I Blew Myself Up: PTSD


Interestingly enough, just prior to having blown myself up on March 23rd, 2008, I had been working with adolescent girls who have severe emotional dysregulation and, among other things, post traumatic stress disorder (PTSD). In fact, I was supposed to be finnishing my last week at the school in Boston when, instead, I accidentally blew myself up and now here I was, lying in a hospital after four days and a skin graft to my abdomen, chest, arms and shoulders.

While I have much empathy for people, it is based primarily in trust, not necessarily in experience and having never experienced PTSD in my adult life, I always had difficulty understanding the concept. In my capacity as a special educator, I would hear the psychologists and sometimes my students, talk about nightmares, inability to sleep, depression, etc., but I have to admit, I was pretty much just trusting that their struggle was real to them. I could not truly understand it.

My reality has sunk in a bit more now. They say I will be here at least ten days, maybe back to work in three weeks and healed in one year. It doesn't sound so unmanageable. But I have no idea what I will look like when all the bandages are gone. Will a woman ever be able to look at my bare chest without being grossed out? What about my arms and wrist? Will I be able to play guitar? Because right now, my wrist is in a lot of pain and doesn't feel like it can stretch straight.

It's approaching midnight and I'm heavily sedated. I can't really remember the last time I was fully asleep...sometime earlier in the day I think. I turn off the TV and start to nod off. A few minutes go by.

I awake with a jolt...I was almost asleep...I nod off again...I start to dream of smoke...blue smoke....after a few minutes

I awake with a jolt...I was slightly asleep...I nod off...it's a little harder this time...I'm almost asleep. After a few minutes

I feel my hand moving and I slap myself on the chest.

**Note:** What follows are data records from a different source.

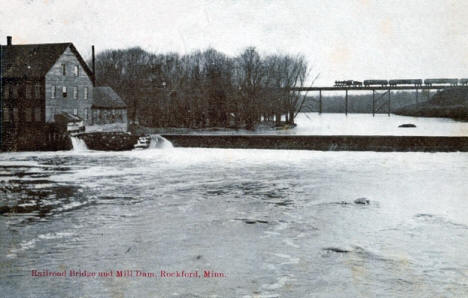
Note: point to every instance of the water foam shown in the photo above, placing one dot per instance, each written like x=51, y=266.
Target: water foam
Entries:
x=160, y=142
x=78, y=144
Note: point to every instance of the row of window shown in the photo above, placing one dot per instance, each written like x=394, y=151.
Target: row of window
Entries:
x=30, y=114
x=76, y=70
x=13, y=91
x=54, y=92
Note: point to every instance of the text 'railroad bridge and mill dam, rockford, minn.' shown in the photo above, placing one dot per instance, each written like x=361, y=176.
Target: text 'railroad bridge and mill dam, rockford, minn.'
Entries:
x=49, y=93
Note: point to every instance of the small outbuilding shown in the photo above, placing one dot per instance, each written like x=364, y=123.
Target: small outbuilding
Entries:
x=108, y=109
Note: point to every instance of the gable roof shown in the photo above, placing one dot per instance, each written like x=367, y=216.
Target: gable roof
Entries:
x=105, y=97
x=34, y=60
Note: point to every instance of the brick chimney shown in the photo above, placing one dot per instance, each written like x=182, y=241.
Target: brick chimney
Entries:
x=93, y=65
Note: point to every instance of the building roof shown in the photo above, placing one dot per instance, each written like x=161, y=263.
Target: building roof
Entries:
x=105, y=97
x=34, y=60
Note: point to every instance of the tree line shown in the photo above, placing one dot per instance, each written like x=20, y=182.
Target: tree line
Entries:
x=205, y=88
x=362, y=103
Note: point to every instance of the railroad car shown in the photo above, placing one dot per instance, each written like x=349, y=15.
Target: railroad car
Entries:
x=382, y=83
x=463, y=82
x=415, y=82
x=348, y=83
x=452, y=82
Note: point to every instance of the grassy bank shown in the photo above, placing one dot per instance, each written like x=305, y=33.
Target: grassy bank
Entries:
x=452, y=103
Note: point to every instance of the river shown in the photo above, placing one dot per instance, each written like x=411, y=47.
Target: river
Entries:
x=264, y=223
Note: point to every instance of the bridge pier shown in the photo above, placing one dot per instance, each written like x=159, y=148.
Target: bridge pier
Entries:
x=389, y=102
x=373, y=103
x=346, y=103
x=320, y=102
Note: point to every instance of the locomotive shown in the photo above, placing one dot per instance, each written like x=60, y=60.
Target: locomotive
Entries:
x=415, y=82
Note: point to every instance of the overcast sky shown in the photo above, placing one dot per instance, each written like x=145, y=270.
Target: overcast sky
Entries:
x=341, y=39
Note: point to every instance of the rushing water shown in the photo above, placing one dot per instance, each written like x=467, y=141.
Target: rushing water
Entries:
x=275, y=223
x=269, y=223
x=78, y=144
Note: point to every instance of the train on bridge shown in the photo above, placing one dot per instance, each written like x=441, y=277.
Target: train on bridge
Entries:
x=392, y=83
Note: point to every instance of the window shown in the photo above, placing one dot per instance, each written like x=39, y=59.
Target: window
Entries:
x=6, y=91
x=28, y=114
x=6, y=114
x=37, y=91
x=37, y=114
x=28, y=91
x=15, y=91
x=15, y=115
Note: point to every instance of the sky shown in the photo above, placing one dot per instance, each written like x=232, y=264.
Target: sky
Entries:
x=341, y=39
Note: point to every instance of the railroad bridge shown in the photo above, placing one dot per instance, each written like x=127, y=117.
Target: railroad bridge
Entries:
x=387, y=87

I awake with a jolt and a bit of pain. What the hell is going on? I turn on the TV and watch a little...I start to nod off. After a few minutes-

I awake with a jolt...

This routine continues through several doses of medication made to make me sleep, and through the next day. I tell the doctor and he has a clinical psychologist come to see me. She comes down from the psych ward and asks me what is wrong. She is a tall, blond, attractive med student with a Eastern European accent. I explain that I can't sleep, etc., etc., etc.. She states that this is normal and that once I get out of the hospital I should seek counseling. She orders me more pain medication and maybe an anti-psychotic? I am not sure.

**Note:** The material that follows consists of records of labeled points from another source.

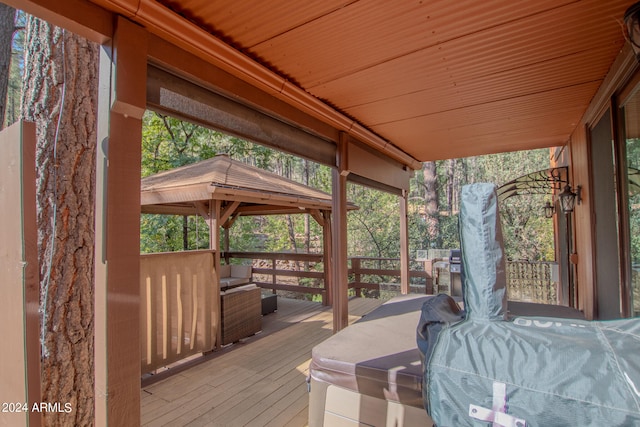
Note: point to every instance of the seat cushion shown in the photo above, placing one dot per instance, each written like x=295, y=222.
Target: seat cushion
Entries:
x=376, y=356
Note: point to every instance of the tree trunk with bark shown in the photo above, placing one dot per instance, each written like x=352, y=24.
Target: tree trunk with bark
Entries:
x=7, y=28
x=60, y=96
x=430, y=181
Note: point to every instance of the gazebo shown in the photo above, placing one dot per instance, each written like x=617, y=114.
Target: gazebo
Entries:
x=221, y=189
x=180, y=310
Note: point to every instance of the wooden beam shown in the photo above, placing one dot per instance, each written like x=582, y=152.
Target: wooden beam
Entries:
x=214, y=244
x=79, y=16
x=203, y=210
x=404, y=244
x=117, y=266
x=339, y=235
x=327, y=245
x=228, y=210
x=19, y=317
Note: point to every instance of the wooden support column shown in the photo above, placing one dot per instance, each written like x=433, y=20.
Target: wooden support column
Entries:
x=327, y=257
x=339, y=238
x=214, y=245
x=122, y=101
x=19, y=317
x=404, y=244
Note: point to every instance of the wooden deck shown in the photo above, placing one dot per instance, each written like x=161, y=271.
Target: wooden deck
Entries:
x=260, y=381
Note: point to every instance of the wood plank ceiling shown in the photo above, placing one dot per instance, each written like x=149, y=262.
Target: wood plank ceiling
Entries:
x=439, y=78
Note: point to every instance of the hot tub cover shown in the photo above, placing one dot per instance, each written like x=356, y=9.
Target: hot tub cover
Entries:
x=533, y=371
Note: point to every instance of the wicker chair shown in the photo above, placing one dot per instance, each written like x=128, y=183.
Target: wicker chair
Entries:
x=241, y=313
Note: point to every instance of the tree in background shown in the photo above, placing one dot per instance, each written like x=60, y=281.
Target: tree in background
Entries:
x=60, y=96
x=8, y=28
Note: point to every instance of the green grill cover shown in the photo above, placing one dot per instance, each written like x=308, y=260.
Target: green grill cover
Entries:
x=489, y=370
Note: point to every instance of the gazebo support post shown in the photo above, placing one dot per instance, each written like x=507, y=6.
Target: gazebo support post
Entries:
x=327, y=258
x=122, y=102
x=404, y=245
x=340, y=276
x=214, y=243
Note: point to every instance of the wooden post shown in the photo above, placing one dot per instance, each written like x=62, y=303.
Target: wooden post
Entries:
x=122, y=101
x=404, y=245
x=339, y=235
x=356, y=265
x=19, y=317
x=327, y=297
x=214, y=245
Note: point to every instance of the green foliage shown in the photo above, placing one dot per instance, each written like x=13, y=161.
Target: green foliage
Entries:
x=373, y=229
x=527, y=234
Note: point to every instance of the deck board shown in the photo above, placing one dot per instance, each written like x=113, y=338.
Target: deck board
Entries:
x=260, y=381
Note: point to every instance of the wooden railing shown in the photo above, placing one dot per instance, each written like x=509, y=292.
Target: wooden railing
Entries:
x=180, y=303
x=532, y=282
x=179, y=307
x=285, y=271
x=384, y=274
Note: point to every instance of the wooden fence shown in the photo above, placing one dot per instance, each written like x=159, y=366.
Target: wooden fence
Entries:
x=179, y=307
x=180, y=303
x=532, y=282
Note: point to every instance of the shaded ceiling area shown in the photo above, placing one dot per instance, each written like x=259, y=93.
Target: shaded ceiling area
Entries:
x=438, y=79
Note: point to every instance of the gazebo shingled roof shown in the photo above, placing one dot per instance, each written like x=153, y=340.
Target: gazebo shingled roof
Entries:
x=187, y=189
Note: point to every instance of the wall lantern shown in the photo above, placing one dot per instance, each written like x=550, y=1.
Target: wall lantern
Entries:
x=549, y=210
x=568, y=198
x=632, y=24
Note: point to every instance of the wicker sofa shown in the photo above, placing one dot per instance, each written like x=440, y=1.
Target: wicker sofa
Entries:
x=234, y=275
x=241, y=313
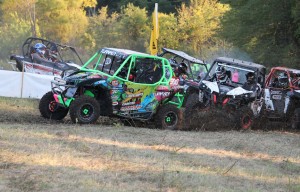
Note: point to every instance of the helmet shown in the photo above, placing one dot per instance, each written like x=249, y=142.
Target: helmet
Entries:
x=40, y=48
x=283, y=80
x=220, y=72
x=182, y=68
x=250, y=76
x=53, y=52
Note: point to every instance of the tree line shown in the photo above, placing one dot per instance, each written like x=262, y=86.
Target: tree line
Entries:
x=265, y=32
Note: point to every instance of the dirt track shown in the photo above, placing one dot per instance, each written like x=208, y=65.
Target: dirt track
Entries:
x=42, y=155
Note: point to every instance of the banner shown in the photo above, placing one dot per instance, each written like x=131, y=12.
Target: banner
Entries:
x=24, y=85
x=154, y=32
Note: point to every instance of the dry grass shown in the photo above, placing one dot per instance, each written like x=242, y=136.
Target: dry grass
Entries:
x=39, y=155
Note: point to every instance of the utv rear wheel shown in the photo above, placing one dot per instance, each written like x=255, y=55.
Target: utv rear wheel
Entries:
x=244, y=118
x=84, y=109
x=296, y=119
x=50, y=109
x=169, y=117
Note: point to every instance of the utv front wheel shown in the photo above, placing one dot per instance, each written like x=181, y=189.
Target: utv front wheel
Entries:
x=296, y=119
x=169, y=117
x=50, y=109
x=84, y=109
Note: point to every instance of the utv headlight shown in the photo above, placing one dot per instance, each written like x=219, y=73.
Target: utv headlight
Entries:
x=60, y=80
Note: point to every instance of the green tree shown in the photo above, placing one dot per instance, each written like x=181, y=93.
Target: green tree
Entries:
x=265, y=29
x=134, y=27
x=106, y=33
x=168, y=31
x=62, y=20
x=198, y=23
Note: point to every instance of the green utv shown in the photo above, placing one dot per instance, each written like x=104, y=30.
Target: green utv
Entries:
x=118, y=82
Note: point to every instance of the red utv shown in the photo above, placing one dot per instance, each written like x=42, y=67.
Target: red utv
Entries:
x=282, y=96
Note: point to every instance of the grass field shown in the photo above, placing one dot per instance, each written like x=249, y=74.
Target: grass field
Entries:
x=42, y=155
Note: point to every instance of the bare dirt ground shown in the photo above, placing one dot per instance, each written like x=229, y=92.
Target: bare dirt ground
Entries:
x=41, y=155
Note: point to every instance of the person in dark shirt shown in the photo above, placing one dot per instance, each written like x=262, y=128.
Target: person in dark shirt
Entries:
x=222, y=76
x=250, y=84
x=38, y=55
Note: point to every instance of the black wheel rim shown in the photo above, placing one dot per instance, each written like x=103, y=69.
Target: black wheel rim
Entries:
x=86, y=111
x=53, y=106
x=170, y=119
x=246, y=121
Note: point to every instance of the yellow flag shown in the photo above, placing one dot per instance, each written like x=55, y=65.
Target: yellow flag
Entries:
x=154, y=32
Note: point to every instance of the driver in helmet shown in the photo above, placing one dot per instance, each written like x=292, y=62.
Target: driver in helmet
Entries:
x=181, y=70
x=53, y=53
x=283, y=80
x=39, y=51
x=250, y=84
x=221, y=75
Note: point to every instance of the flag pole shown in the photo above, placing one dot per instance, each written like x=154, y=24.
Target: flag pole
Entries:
x=154, y=32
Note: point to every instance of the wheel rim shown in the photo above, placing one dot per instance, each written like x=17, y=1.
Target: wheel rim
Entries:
x=246, y=121
x=86, y=111
x=52, y=106
x=170, y=119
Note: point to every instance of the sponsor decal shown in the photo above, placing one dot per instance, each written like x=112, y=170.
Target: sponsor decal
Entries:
x=275, y=92
x=276, y=97
x=174, y=82
x=162, y=88
x=114, y=97
x=128, y=103
x=134, y=95
x=100, y=82
x=114, y=91
x=114, y=83
x=115, y=103
x=131, y=107
x=107, y=61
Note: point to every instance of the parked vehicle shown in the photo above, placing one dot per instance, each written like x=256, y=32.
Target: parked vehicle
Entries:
x=282, y=96
x=232, y=89
x=118, y=82
x=196, y=68
x=53, y=58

The night comes. Every time I start to fall asleep I start to dream about fire, explosions, and smoke. I hit myself in my sleep and this wakes me up. I awake with a jolt numerous times and I start to believe I am losing my mind. I realize that I can't sleep, I'm exhausted, I'm sedated and it's just one big cycle that never ends.

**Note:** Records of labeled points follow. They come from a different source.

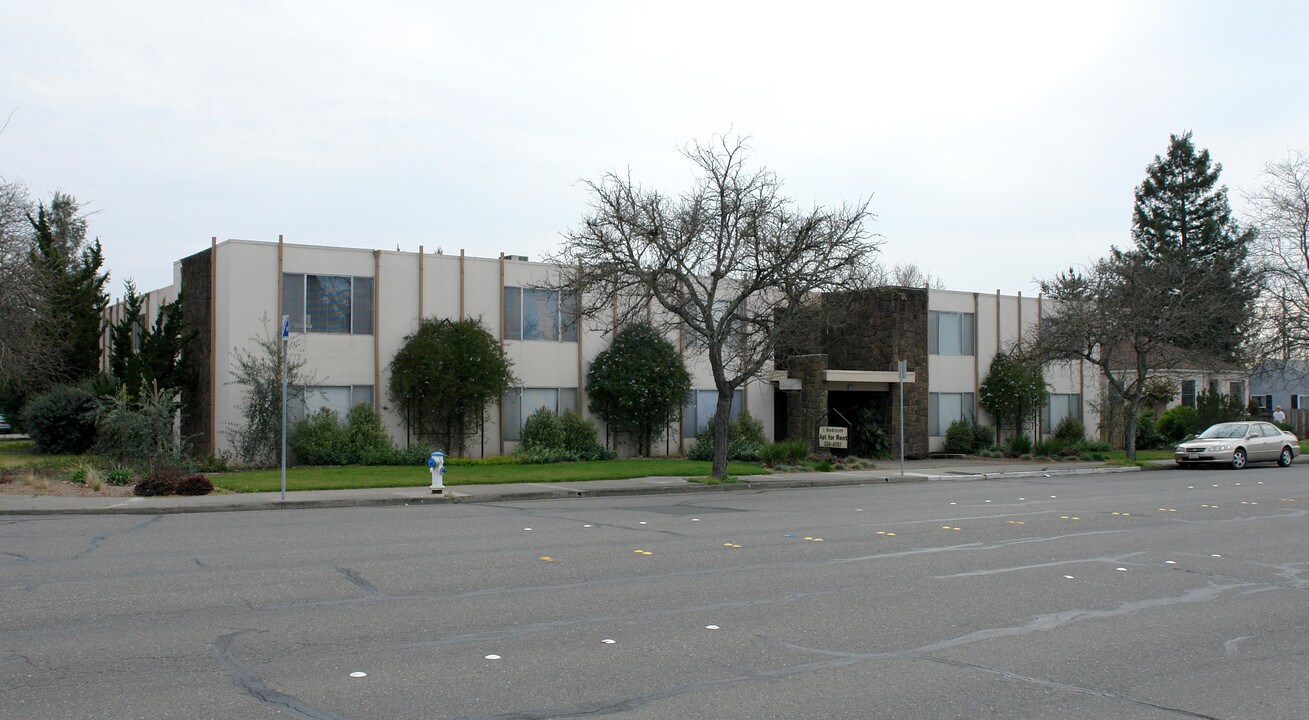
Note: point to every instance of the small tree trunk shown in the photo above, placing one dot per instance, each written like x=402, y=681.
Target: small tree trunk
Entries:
x=721, y=418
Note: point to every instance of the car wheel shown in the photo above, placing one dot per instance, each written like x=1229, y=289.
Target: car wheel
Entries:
x=1238, y=458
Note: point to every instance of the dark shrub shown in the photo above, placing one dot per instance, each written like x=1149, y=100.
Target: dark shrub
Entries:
x=1070, y=431
x=1019, y=445
x=958, y=437
x=62, y=420
x=1178, y=422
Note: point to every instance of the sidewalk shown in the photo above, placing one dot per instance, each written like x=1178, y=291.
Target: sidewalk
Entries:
x=916, y=470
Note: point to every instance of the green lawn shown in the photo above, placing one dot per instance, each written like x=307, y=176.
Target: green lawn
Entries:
x=360, y=477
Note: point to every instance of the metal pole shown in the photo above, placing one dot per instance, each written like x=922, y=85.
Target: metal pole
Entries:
x=902, y=414
x=286, y=334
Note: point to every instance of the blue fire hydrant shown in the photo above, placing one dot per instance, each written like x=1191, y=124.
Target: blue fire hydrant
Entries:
x=436, y=464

I call the orderly. This big dude comes to my room.

Now I know I said earlier that the most humiliating thing was crying while naked in front of a nurse. But women are used to that. However, crying in front of a big, hulking dude definitely ranks up there in the high humility range. I'm trying to explain the madness cycle of not going to sleep to this guy. He seems to understand and he doesn't laugh and he doesn't walk out. No, he just says that I WILL fall asleep and he says he'll leave the door open and that he's right across the hall if I need anything. He says I can call him as many times as I want.

Phew............now that I know that even the big, hulking, nurse-dude even cares, I can finally fall asleep.